I have been reading a great deal of articles concerning the trend that some states are taking to require Computer Forensics Examiners to be licensed as a Private Investigator before they can commercially offer this service. I have to admit that I have mixed feelings about this.

First, let me say that I am a licensed Private Investigator, so one might assume that I would be all in favor of this type of requirement. Of course this would be an ASSumption, and it would be incorrect.

While on one hand I will say that computer forensics is a type of investigation since it's results are going to be used in court by it's very definition, there may be an argument as to why a person would need a Private Investigator's license to perform this service.

On the other hand, are these same states that are requiring that a Computer Forensic Examiner have a P.I. License going to require EVERY expert witness that has to go over specific case details, run tests on evidence, interpret these test results, and report on them to have a P.I. License? In the truest sense of what an Expert Witness is supposed to do, he or she is performing a type of investigation also. Will tire tread experts now have to have a P.I. License?

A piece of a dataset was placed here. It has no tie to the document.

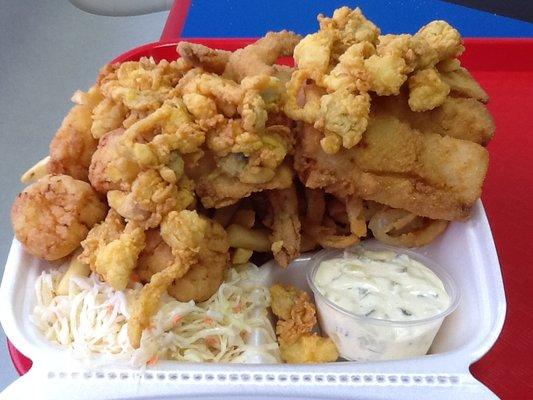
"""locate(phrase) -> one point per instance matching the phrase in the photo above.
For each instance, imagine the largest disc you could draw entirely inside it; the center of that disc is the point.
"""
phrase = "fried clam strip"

There is a larger consideration to make here also. A P.I. License does NOT make a person a competent Computer Forensics Expert. There are Private Investigators right now that have less than 5 years of Computer Forensics Examination experience that are going into court and testifying on their examination results that would not know the difference between a yellow and a black hardware write-blocker from Tableau. Think about the implications here. By requiring Computer Forensic Examiners to have a P.I. License, there would seem to be a limiting effect on the quality of Computer Forensics Examiners made available to the defendant's attorney. What about the people that have been in the business of conducting Computer Forensic Examination for 10 and 15 years, like Dan Farmer and Andrew Rosen? I could not imagine being charged with a serious computer crime, and wanting to be able to hire the very best Computer Forensics Examiner I could find like Andrew Rosen, and instead having to settle for a Private Investigator that only 5 years ago could not even figure out how to turn his computer on. I don't want to hire a Computer Forensic Examiner that BOUGHT a certification, I want to hire the Examiner that wrote the program that these certifications are being brought from. I don't want to have to sit through some P.I.'s "guesswork" as to what might have occurred on my computer, I want to be communicating with someone that can tell me what happened on my computer and that he can actually prove it. Maybe it is just me, but I feel that this new legislation that some states are passing that require Computer Forensics Examiners to have a P.I. License is not very well thought out.

If these states that are now requiring Computer Forensics Examiners to have a P.I. License would have given it a little more thought, they may have found that requiring a separate state certification to offer Computer Forensics Examinations might have been the wiser way to go.



Ricky B. Gurley Best Cyber Investigator


4 comments:

Anonymous said...

Nice to hear from you again..

Rick I am surprised at you, listing all of those "canned" excuses for computer forensics examiners/investigators NOT to be licensed. Every item you mentioned are the propaganda items by those folks in our field who just can't qualify for a PI license. How mnay have criminal histories? Did you ask them? How many have investigative experience and training? Did you ask them?

I was also surprised by your expert witness descriptions...many expert witnessess ARE licensed in their field and they have to be. YOu need to understand the concepts of "factual witness" and "expert witness." Post investigation, post case evaluators, are often referred to as expert witnesses, doing post case reevaluations for expert opinion NOT INVESTIGATIONS.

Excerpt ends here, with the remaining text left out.